A Siragba, district relevant de la commune de Gbèssoba dans la préfecture de Beyla, la population est en manque de presque de tout. Le manque d’infrastructures sanitaire, éducative et routière etc…, sont entre autres le calvaire que vivent les habitants de ce district situé à la frontière guinéo-ivoirienne, à plus de 100km de la commune urbaine.
A cela, s’ajoute un manque criard d’eau potable comme témoignent les citoyens de cette localité, interrogés par notre correspondant régional. M. Doré, président dudit district, souligne certains problèmes majeurs auxquels font face les populations.

‘’On a un problème de forage. Parce qu’il n’y a pas d’eau potable chez nous. Il y a aussi un manque de centre de santé encore et surtout un manque de médecin. Si quelqu’un tombe malade, ça devient un sérieux problème. Parce qu’il n’y a pas de poste de santé ni un centre de santé ni un personnel soignant. Et pire, on est encore très loin de la commune rurale de Sinko qui est à 75km. Et la commune urbaine de Beyla qui est à plus de 100km, on n’en parle pas. On ne peut pas évacuer un cas d’urgence vers Sinko ou à Beyla à cause du mauvais état de la route. Il n’y a qu’un seul agent de santé ici et c’est un stagiaire. Donc, il ne peut pas s’occuper de tous les problèmes sanitaires. Ses compétences se limitent le plus souvent. Et on est toujours perdant.
Il est important aussi de bien notifier qu’on n’a pas d’école ici à Siragba. On a que deux salles de classes : la première et la deuxième années en enseignement Franco-arabe. Enseignement général, il n’y en n’a pas. Donc, vraiment, c’est un cri de cœur que nous lançons au gouvernement afin de nous aider à réaliser des forages, au moins un poste de santé et son personnel soignant, mais aussi de nous construire une école digne de nom sans oublier le reprofilage de nos routes.
On n’a pas de route et ça paralyse nos activités. Même l’écoulement de nos produits sur les marchés des communes rurales et urbaine, est tout à fait difficile’’, s’est lamenté le président du district de Siragba.
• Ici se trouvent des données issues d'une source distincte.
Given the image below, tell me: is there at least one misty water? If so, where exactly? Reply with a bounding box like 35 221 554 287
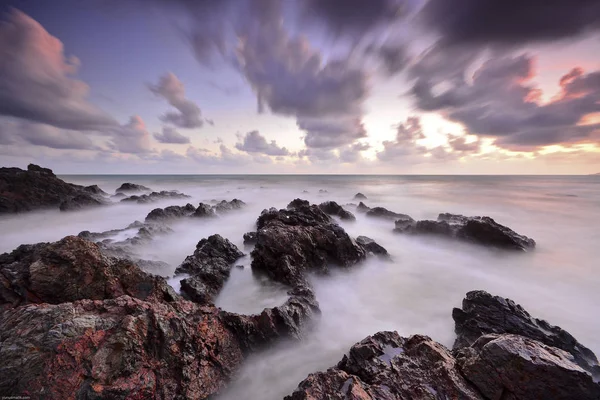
0 176 600 400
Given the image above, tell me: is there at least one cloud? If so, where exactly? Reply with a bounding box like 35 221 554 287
109 115 152 154
420 0 600 46
154 126 190 144
412 55 600 149
297 117 367 148
149 72 204 128
235 131 290 156
0 9 117 130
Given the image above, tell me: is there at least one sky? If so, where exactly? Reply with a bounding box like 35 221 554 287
0 0 600 174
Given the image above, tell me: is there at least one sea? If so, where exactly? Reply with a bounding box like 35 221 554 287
0 175 600 400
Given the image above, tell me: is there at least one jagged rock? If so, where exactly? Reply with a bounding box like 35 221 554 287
121 190 191 204
356 201 371 213
244 232 257 246
116 182 152 193
0 164 109 214
285 332 483 400
394 214 535 250
0 236 177 305
252 203 366 286
192 203 217 218
222 286 321 351
366 206 412 219
59 193 107 211
0 296 243 399
356 236 390 258
146 203 196 222
456 334 600 400
175 235 244 304
214 199 246 213
319 201 356 221
452 290 600 377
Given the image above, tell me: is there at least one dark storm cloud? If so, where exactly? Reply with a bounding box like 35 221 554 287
149 72 204 128
421 0 600 46
0 9 117 130
235 131 290 156
154 126 190 144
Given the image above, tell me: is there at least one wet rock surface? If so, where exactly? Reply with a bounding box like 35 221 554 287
175 235 244 304
319 201 356 221
285 332 484 400
452 290 600 377
252 199 366 286
394 214 535 250
0 164 109 214
457 334 600 400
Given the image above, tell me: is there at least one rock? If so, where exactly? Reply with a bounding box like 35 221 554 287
214 199 246 213
452 290 600 377
192 203 217 218
252 203 366 286
0 164 106 214
394 214 535 250
175 235 244 304
116 182 152 193
356 201 371 213
244 232 257 246
59 193 107 211
319 201 356 221
456 334 600 400
0 296 243 399
366 206 412 219
146 203 196 222
285 332 483 400
222 286 321 351
121 190 191 204
356 236 390 258
0 236 177 306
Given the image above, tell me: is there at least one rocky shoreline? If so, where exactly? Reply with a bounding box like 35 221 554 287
0 165 600 400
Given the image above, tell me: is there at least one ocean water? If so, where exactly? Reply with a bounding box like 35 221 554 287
0 175 600 400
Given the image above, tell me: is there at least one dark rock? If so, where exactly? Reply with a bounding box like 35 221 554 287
319 201 356 221
356 236 390 258
116 182 152 193
456 334 600 400
244 232 257 246
452 290 600 377
0 296 243 399
222 286 320 351
146 203 196 222
252 200 366 286
394 214 535 250
214 199 246 213
192 203 217 218
356 201 371 213
175 235 244 304
59 193 107 211
0 236 177 305
285 332 483 400
0 164 103 214
366 206 412 219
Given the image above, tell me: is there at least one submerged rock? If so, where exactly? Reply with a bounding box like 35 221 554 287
252 199 366 286
456 334 600 400
394 214 535 250
285 332 484 400
175 235 244 304
452 290 600 377
319 201 356 221
0 164 109 214
116 182 152 193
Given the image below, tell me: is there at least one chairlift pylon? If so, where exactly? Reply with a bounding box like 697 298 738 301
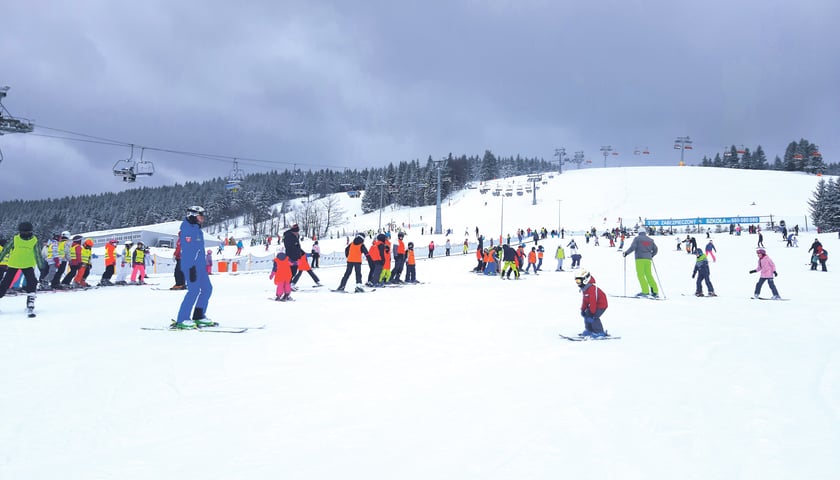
0 86 35 163
225 158 245 193
113 144 137 183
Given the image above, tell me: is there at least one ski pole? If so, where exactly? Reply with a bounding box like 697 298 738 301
650 258 666 300
622 255 627 297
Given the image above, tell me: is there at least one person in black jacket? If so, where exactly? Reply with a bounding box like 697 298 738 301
283 223 304 278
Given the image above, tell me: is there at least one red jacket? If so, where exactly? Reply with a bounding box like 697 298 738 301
580 278 609 314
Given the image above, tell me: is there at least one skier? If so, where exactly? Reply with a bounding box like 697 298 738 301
691 248 717 297
0 222 47 318
391 232 405 283
335 233 370 293
310 242 321 268
405 242 418 283
575 270 609 338
290 251 321 290
61 235 82 288
750 248 782 300
130 242 146 285
114 240 134 285
268 252 296 302
169 238 187 290
172 205 215 329
706 238 717 262
99 238 117 287
283 223 303 277
525 247 539 275
499 243 519 280
623 229 659 298
50 230 70 290
73 238 93 288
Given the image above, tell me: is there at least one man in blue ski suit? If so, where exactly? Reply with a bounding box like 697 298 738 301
173 206 215 329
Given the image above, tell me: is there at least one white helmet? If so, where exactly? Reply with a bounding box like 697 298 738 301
575 270 592 287
187 205 204 217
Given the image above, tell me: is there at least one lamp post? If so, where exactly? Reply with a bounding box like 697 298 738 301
554 147 566 175
674 135 694 167
557 199 563 235
376 178 388 233
435 160 443 235
528 173 542 205
499 195 505 245
601 145 613 168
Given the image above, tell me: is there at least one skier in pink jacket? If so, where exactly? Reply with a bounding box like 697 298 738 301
750 248 782 300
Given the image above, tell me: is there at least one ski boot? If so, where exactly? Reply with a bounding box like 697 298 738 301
26 293 35 318
193 308 219 328
169 320 196 330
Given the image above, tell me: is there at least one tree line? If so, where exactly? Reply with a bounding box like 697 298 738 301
0 150 557 239
700 138 840 175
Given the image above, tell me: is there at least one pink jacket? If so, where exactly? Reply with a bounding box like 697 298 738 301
756 255 776 278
Cette citoyenne a quant à elle, déploré les perte en vies humaines enregistrées en raison du manque de centre de santé dans leur district.

‘’Quand les femmes sont au travail, on est obligé de les amener jusqu’à Sinko. Parfois, avant qu’on arrive, les bébés ne vivent plus. Si certains enfants souffrent du palu ou manque de sang, d’ici qu’on arrive à Sinko, ils sont morts en cours de route à cause de l’état de dégradation de la route. Avant de pouvoir sauvegarder la santé de certains, ça trouve qu’on a déjà beaucoup dépensé.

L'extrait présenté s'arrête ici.